Fin dall’inizio si impone una scrittura di straordinaria intensità e densità, ieratica, tragica; la scelta del Dies irae ‘a guisa di cantus firmus’ veicola la forza apocalittica insita nelle parole, come sottolinea lo stesso compositore in un frammento autobiografico. Le voci anche se sussurrate in specifici momenti – Introduzione alla Preghiera-, sono generalmente impiegate in pienezza, in contrasto con le sonorità raggelate delle percussioni. La Preghiera e il Congedo sono i due pilastri drammatici, mentre l’Invocazione, più breve, è una sorta di Scherzo toccatistico, con veloci e leggeri sequenze dei pianoforti di grande brillantezza e perizia contrappuntistica poi strutturate armonicamente nel cantus firmus con l’entrata del coro.
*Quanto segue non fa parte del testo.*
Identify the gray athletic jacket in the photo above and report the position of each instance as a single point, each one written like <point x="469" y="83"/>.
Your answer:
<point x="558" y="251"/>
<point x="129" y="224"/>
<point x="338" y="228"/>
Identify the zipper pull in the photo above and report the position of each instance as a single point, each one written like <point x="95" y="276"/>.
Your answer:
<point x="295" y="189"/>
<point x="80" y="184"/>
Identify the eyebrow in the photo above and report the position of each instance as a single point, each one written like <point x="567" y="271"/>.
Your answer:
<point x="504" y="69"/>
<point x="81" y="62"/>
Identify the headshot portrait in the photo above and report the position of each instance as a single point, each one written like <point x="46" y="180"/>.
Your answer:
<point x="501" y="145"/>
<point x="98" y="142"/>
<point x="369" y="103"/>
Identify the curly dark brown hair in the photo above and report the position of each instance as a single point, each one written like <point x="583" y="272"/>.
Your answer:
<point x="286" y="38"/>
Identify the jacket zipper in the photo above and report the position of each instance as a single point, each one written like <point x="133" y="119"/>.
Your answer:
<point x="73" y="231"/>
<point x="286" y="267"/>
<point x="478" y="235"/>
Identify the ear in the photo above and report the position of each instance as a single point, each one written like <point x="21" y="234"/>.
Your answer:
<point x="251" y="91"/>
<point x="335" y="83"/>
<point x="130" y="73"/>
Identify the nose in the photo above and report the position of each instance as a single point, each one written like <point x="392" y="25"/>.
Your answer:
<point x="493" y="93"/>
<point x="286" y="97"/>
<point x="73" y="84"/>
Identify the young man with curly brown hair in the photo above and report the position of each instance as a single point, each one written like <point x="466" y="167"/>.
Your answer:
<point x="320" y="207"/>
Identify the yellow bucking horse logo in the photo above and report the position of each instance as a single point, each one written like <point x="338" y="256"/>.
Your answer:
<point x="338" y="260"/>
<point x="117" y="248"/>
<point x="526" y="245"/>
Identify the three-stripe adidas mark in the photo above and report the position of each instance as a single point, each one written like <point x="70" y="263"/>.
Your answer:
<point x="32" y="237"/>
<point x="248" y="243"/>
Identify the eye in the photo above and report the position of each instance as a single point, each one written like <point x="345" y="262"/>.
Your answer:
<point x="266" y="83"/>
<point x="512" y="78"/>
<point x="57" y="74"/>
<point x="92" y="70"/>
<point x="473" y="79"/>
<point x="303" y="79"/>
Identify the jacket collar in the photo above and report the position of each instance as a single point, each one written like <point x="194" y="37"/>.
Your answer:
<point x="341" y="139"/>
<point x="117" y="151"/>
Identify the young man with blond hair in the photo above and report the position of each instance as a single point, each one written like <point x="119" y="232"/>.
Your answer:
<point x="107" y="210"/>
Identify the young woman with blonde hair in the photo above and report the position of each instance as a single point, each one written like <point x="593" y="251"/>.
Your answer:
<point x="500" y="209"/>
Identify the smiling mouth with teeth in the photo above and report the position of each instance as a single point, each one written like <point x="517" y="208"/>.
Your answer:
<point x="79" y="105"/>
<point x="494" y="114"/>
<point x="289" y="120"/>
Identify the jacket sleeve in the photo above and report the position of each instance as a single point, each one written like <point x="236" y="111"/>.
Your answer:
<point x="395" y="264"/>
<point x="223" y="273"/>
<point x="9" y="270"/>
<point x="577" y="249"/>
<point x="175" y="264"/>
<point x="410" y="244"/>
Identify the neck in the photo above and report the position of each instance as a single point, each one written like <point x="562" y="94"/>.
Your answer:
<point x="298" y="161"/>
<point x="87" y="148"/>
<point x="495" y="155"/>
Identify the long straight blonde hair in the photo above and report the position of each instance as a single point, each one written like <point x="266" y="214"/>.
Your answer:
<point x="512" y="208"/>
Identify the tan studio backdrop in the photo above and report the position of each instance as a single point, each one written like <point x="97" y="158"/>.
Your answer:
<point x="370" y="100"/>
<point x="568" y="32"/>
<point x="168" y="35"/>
Esecuzione convincente e molto applaudita di coro e solisti: Anna D’Errico e Aldo Orvieto pianoforti, Emanuela Battigelli e Stefania Scarpin arpe, Antonio Caggiano e il Chigiana Percussion Ensemble, la direzione di Lorenzo Donati esperta e precisa, nei Canti con un di più di partecipazione emotiva, dal direttore stesso comunicata al pubblico prima del Congedo come bis.